The Sounders held a strong advantage entering Leg 2 after an impressive 2-0 away win in Houston last week and made a massive statement in the return leg. Víctor Rodríguez opened the scoring off a deft pass from Will Bruin, Clint Dempsey scored his franchise-record sixth postseason tally and Bruin fittingly finished off his former team with his second goal in the series.
Seattle has played the best postseason soccer of any team in MLS and is yet again peaking at the right time. The Sounders have not conceded in a playoff record 647 minutes dating back to the first leg of the 2016 Western Conference Championship — a streak of nearly seven consecutive matches — and have not allowed a goal in their last 542 minutes dating back to their match with the Philadelphia Union on Oct. 1.
“We had a motivated group [this year],” said Schmetzer. “We had a veteran group. We had a team that during that long [unbeaten] streak was able to manufacture points to get us into second, which was key. The players just want it. They just want another championship. I know Dempsey is super, super motivated. I know Román [Torres] and [Nicolás Lodeiro] and all the guys who were here last year, Ozzie, they’re super motivated. The group is ready to compete for a championship.”

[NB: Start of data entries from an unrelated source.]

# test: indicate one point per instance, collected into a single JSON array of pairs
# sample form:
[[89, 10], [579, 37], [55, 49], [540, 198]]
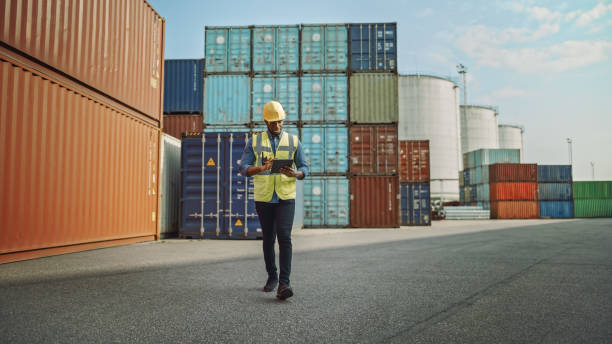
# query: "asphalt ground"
[[532, 281]]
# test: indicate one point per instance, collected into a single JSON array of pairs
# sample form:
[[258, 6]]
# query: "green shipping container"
[[373, 98], [593, 190], [593, 208]]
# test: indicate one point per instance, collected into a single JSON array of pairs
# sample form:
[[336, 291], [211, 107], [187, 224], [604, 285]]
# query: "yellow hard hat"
[[273, 111]]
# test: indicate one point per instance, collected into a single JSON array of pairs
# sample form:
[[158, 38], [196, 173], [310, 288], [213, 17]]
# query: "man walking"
[[275, 193]]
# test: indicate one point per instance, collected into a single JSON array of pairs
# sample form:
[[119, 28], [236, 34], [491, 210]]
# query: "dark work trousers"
[[276, 220]]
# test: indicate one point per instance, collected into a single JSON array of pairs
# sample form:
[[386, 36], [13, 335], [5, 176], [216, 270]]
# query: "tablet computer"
[[278, 163]]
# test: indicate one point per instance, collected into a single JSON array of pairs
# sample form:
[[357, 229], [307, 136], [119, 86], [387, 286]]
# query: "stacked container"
[[555, 191], [415, 189], [71, 188]]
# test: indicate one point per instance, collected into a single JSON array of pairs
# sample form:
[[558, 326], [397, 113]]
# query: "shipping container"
[[593, 207], [513, 173], [373, 149], [176, 125], [555, 191], [324, 48], [515, 210], [228, 49], [276, 49], [556, 209], [169, 185], [326, 148], [414, 161], [324, 98], [554, 173], [374, 201], [326, 201], [216, 201], [115, 47], [227, 99], [593, 190], [373, 47], [282, 88], [415, 207], [513, 191], [65, 187], [373, 98], [184, 86]]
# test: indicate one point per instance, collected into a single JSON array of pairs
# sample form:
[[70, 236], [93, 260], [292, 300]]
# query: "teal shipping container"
[[276, 49], [326, 148], [227, 49], [324, 98], [324, 47], [326, 202], [227, 100]]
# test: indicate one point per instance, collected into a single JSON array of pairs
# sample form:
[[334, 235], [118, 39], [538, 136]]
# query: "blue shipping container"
[[227, 99], [557, 209], [324, 97], [216, 201], [326, 202], [555, 173], [228, 49], [326, 148], [282, 88], [324, 47], [276, 49], [373, 47], [183, 86], [555, 191], [415, 204]]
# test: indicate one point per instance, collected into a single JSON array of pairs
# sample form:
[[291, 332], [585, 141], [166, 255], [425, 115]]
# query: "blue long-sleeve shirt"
[[248, 159]]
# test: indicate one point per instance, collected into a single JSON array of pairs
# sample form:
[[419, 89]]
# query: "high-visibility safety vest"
[[265, 182]]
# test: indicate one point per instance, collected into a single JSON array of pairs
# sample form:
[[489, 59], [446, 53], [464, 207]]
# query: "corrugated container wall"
[[169, 185], [176, 125], [115, 47], [375, 201], [76, 170], [373, 98], [373, 47], [183, 86]]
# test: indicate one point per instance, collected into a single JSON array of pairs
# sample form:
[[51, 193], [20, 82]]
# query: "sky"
[[546, 65]]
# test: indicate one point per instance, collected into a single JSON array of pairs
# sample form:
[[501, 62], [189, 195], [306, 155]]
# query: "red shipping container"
[[114, 46], [374, 201], [513, 191], [513, 173], [414, 161], [373, 149], [176, 125], [515, 210]]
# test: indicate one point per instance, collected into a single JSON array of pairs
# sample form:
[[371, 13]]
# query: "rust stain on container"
[[176, 125], [414, 161], [373, 149], [374, 201], [73, 170], [114, 46]]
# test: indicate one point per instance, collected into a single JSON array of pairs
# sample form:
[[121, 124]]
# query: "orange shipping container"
[[515, 210], [114, 46], [75, 172], [176, 125], [513, 191], [374, 201]]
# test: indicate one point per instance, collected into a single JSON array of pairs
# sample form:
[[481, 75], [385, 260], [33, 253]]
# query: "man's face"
[[275, 127]]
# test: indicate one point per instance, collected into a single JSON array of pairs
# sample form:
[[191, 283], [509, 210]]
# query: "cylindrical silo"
[[511, 137], [478, 128], [429, 110]]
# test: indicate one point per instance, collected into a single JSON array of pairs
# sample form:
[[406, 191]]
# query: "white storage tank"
[[478, 128], [429, 110]]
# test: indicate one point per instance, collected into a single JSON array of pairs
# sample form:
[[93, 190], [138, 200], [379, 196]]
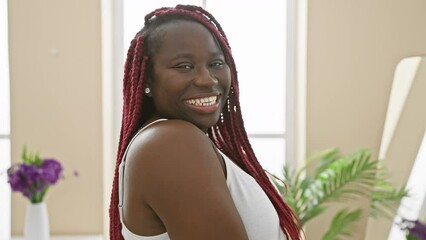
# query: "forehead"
[[181, 35]]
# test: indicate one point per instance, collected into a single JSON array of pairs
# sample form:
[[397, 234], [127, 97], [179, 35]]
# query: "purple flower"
[[33, 177]]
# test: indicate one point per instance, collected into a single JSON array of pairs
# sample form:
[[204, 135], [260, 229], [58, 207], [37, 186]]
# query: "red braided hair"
[[228, 134]]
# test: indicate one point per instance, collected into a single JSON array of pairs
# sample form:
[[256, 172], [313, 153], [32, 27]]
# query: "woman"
[[181, 127]]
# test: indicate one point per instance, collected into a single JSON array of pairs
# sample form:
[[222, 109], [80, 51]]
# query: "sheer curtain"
[[257, 34]]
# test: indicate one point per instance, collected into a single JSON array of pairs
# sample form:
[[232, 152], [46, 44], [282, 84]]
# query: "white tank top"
[[259, 216]]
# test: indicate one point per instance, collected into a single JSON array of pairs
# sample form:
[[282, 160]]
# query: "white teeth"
[[206, 101]]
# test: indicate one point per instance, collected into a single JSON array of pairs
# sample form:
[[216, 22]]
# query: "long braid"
[[228, 134], [133, 87]]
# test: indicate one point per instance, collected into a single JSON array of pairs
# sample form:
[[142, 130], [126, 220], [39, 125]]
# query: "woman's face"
[[190, 79]]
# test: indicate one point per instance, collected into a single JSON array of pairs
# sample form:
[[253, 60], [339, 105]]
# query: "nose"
[[205, 78]]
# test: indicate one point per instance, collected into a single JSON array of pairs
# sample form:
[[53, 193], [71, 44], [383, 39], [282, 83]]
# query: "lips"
[[202, 102], [204, 105]]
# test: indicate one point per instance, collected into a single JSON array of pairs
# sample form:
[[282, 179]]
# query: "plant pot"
[[36, 222]]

The team that won 2016 MLS Cup did something special and felt like a team of destiny after its spectacular run to qualify for the playoffs. This 2017 edition isn’t a feel-good story. This is a team that is firing on all cylinders, defeating teams in multiple ways, and has played every bit like champions during this current postseason stretch.
The Sounders have outscored their opponents 7-0 in four playoff matches, and all seven goals have come from players who did not participate in last year’s postseason. Dempsey, who has a team-high three goals, missed the final third of 2016 with an irregular heartbeat and watched Seattle hoist its first league title from the sidelines. Bruin, who has two goals, was struggling to find the field in Houston, Gustav Svensson was in China and Rodríguez was playing on a soon-to-be relegated Sporting Gijón side in Spain’s La Liga.

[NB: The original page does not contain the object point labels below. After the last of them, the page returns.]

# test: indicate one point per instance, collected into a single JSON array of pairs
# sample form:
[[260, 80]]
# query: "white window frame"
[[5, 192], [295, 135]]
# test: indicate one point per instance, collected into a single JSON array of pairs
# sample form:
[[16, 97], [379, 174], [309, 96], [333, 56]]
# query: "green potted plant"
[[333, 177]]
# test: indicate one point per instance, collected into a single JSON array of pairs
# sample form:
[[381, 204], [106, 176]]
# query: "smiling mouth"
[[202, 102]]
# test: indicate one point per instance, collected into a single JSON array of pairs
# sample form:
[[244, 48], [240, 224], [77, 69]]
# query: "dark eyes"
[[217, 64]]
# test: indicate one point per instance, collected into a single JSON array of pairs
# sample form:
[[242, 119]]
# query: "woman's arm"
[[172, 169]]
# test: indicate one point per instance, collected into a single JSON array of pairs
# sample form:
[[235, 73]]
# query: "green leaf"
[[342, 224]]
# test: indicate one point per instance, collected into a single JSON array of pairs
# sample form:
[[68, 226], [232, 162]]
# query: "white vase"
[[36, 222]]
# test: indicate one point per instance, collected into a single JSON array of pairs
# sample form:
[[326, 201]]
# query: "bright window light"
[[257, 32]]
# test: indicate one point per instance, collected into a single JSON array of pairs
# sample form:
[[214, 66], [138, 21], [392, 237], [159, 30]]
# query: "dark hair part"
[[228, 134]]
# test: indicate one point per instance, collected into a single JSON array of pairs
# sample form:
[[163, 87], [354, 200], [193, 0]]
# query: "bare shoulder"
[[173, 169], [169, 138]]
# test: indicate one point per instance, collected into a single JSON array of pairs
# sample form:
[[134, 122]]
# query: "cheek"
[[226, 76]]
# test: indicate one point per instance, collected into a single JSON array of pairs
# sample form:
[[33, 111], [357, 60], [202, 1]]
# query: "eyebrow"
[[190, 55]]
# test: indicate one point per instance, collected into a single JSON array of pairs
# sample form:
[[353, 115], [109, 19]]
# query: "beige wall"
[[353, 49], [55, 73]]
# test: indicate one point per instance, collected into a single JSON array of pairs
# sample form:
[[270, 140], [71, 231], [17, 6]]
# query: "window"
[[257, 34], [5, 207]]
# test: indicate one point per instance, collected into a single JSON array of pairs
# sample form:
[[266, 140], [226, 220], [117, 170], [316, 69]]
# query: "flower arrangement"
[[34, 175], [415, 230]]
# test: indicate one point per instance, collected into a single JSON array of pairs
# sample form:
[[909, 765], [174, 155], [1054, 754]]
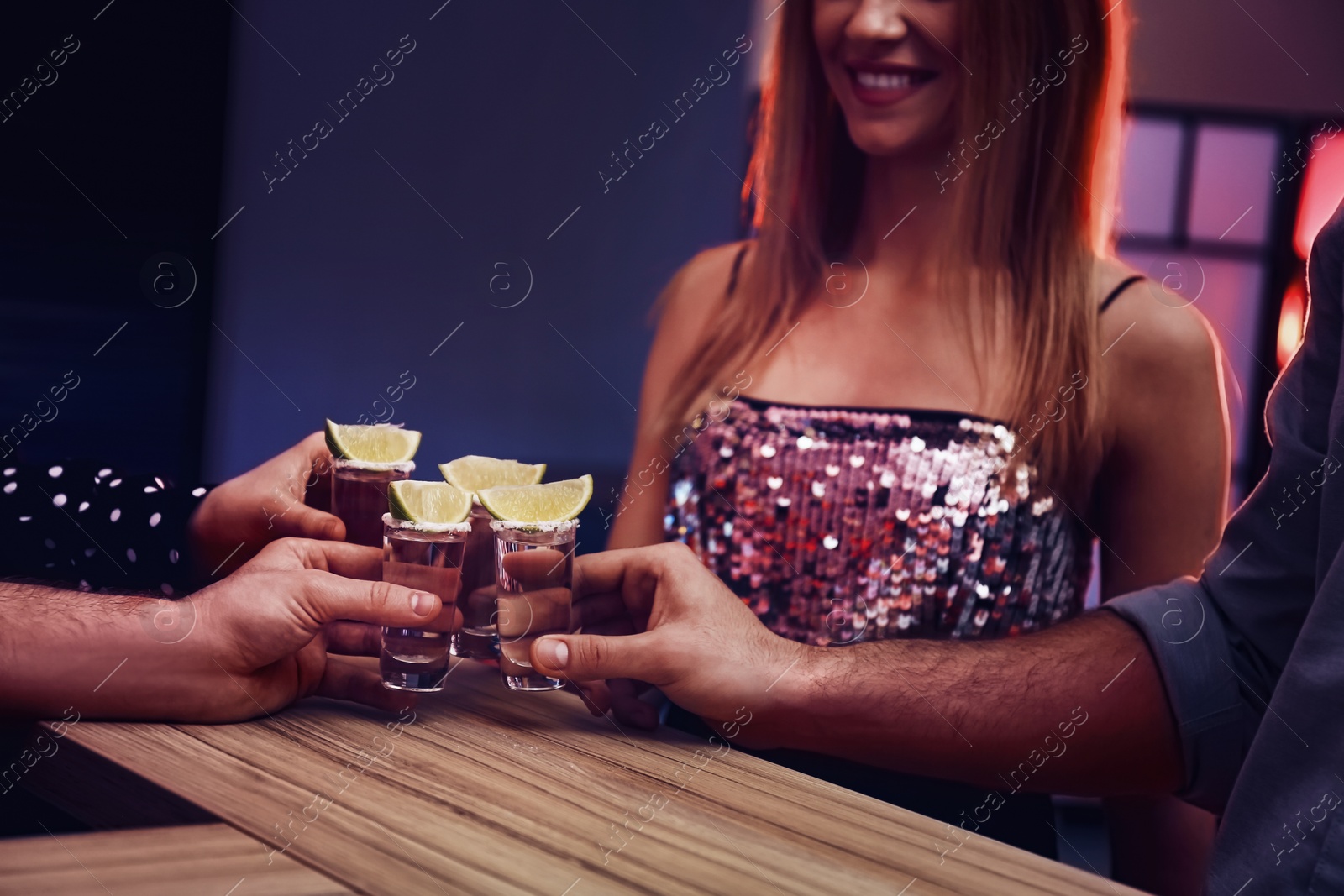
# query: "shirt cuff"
[[1189, 640]]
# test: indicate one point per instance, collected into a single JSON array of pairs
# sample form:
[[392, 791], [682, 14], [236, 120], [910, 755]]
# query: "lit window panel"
[[1149, 177], [1231, 187]]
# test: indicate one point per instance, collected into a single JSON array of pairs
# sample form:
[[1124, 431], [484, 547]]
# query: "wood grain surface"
[[206, 860], [488, 792]]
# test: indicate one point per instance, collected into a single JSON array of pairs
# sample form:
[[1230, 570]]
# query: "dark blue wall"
[[347, 273]]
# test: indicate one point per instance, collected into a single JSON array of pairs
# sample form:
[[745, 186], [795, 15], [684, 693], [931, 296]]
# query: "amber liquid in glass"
[[534, 575], [417, 658]]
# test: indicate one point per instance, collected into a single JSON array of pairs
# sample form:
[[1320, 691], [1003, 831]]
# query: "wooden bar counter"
[[487, 792]]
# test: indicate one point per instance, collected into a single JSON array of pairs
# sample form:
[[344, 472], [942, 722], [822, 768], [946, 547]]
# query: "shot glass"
[[427, 558], [534, 574], [476, 638], [360, 497]]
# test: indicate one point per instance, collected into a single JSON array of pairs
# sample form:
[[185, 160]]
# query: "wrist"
[[799, 705]]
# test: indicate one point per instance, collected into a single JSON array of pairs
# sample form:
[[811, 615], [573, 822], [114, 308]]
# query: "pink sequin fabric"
[[837, 526]]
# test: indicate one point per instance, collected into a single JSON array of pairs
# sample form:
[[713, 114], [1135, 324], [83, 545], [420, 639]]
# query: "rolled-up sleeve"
[[1189, 641], [1221, 644]]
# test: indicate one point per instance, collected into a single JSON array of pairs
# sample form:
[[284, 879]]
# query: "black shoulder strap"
[[737, 266], [1126, 284]]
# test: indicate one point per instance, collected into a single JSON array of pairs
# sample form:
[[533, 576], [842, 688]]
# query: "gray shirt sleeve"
[[1222, 642]]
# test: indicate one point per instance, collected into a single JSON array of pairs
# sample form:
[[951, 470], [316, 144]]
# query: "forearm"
[[96, 653], [1079, 708]]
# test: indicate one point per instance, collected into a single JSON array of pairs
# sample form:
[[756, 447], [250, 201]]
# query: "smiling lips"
[[887, 83]]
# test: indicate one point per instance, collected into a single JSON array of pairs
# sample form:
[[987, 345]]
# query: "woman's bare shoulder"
[[1159, 355], [1149, 331]]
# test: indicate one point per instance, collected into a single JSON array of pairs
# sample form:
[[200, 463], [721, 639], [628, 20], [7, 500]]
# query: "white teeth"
[[882, 80]]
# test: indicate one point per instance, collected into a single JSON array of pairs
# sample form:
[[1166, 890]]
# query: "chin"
[[890, 140]]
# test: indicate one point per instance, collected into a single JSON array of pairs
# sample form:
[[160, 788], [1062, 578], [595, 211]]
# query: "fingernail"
[[553, 653]]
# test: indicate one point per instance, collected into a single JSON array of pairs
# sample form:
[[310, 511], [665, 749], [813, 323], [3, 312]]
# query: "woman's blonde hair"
[[1032, 170]]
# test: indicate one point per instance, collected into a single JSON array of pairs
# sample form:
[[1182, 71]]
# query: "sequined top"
[[853, 524]]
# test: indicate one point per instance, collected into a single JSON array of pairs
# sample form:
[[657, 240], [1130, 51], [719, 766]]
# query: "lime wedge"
[[378, 443], [434, 503], [543, 503], [474, 473]]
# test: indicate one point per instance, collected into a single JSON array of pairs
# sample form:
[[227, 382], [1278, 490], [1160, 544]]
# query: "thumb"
[[328, 597], [309, 523], [589, 658]]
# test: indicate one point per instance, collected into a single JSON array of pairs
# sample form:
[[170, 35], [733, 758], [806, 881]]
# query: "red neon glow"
[[1292, 320], [1323, 187]]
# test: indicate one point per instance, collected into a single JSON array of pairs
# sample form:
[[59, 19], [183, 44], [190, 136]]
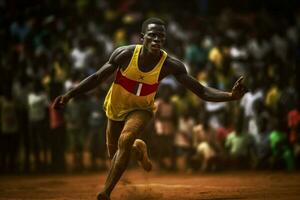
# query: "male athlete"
[[129, 103]]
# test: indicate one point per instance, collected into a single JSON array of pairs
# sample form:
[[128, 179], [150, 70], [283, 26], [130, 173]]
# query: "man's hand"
[[238, 89], [60, 102]]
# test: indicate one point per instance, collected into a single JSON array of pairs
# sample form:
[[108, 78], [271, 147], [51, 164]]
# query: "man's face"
[[154, 37]]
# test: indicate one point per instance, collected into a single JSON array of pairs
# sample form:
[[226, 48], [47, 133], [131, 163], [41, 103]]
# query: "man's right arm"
[[92, 81]]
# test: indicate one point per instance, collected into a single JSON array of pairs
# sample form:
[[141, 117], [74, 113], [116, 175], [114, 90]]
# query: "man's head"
[[153, 34]]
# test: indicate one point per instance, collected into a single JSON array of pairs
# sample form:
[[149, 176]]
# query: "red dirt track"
[[138, 185]]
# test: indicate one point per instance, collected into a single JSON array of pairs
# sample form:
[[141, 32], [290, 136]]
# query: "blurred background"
[[47, 47]]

Seattle also added fullback Kelvin Leerdam in the midseason transfer window. Since his arrival in early July after winning the Dutch Cup with Feyenoord, the Sounders have only lost twice and conceded eight goals in 18 matches.

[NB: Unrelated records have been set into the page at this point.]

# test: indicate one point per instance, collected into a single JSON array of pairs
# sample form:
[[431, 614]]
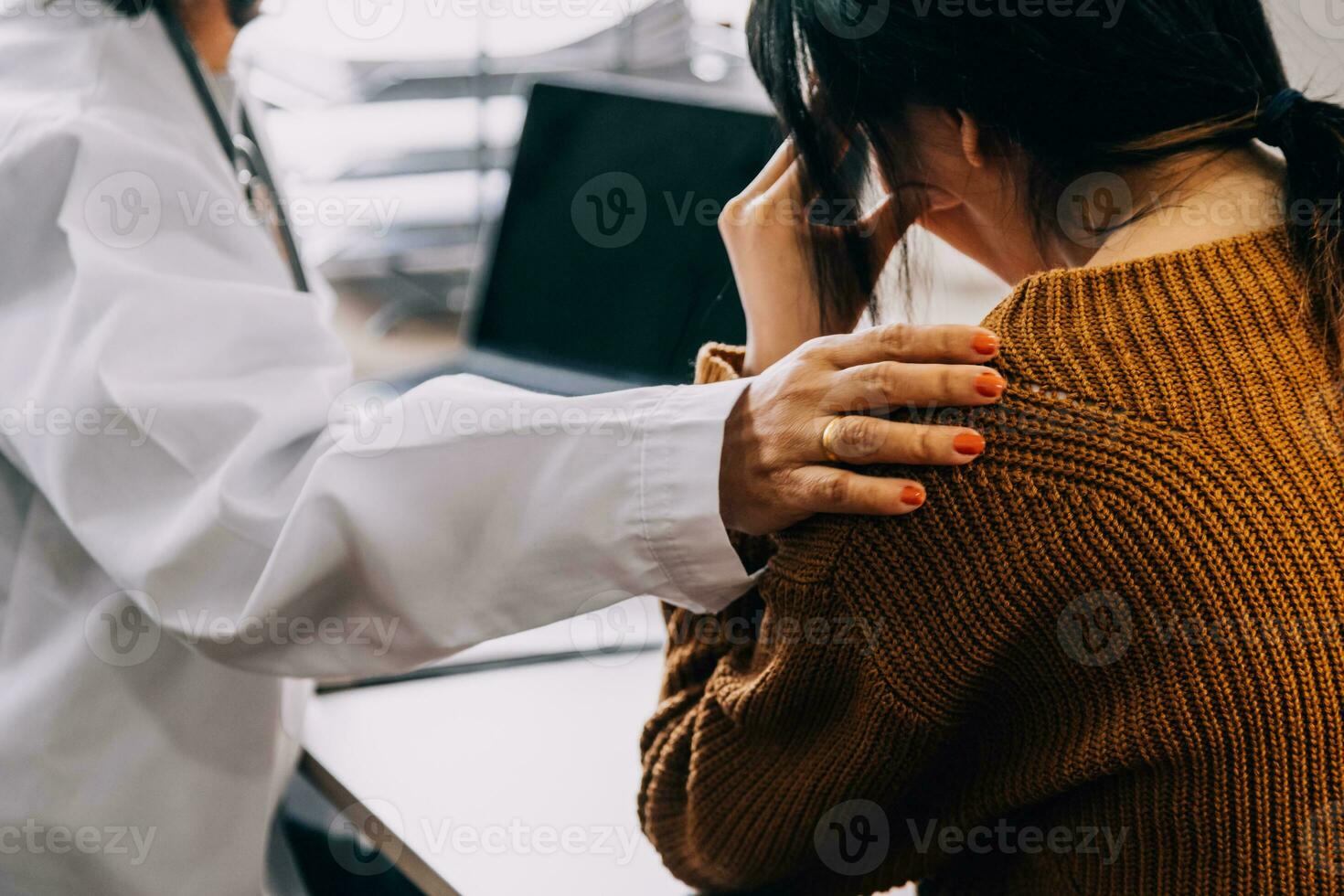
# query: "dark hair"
[[1072, 94], [240, 11]]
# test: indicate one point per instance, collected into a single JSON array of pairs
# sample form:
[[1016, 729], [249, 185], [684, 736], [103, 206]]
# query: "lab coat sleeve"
[[215, 461]]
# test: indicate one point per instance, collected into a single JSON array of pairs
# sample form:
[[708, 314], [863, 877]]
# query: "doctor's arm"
[[243, 480]]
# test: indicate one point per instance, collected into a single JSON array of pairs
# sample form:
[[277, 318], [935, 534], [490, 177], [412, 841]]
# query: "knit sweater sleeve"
[[758, 704], [771, 719], [852, 667]]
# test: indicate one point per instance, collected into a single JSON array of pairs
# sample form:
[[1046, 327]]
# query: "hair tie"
[[1275, 116]]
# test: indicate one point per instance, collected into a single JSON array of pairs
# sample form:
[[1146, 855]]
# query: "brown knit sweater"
[[1106, 658]]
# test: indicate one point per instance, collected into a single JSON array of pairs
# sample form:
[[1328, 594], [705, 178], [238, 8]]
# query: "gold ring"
[[828, 440]]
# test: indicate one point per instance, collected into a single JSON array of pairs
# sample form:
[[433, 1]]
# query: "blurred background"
[[394, 123]]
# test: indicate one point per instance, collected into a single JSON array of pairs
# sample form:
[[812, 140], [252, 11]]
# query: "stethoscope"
[[242, 149]]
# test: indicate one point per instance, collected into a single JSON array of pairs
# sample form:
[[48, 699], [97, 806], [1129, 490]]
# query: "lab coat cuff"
[[680, 497]]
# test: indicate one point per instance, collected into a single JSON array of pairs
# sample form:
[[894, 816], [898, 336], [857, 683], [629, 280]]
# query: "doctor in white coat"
[[192, 528]]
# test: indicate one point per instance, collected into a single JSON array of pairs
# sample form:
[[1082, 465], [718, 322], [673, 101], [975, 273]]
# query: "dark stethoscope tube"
[[242, 151]]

“It’s the best feeling, it’s what you do it for,” Leerdam said of winning trophies. “You train hard the whole year just to reach that goal. We have one game left, the biggest game of the season. It’s easy to come here and do it once, but if you do it twice it’s much more difficult. Everybody wants to beat you when you’re the champion, so I think we had a long, long road to come here, but we’re not there yet.
“Toronto is at home, last season they lost at home to Seattle, they don’t want that to happen twice,” he continued. “The pressure is going to be on us because we are the defending champions, but it’s going to be on them too because they play at home for the second time, they broke the record in a season, it’s going to be tough game for both of us and may the best team win.”
The Seattle Sounders are the reigning MLS Cup champions until Dec. 9, but it’s a title they intend to keep.
“It’s a confident team,” Schmetzer beamed, “and it’s a team that’s not finished with defending our cup.”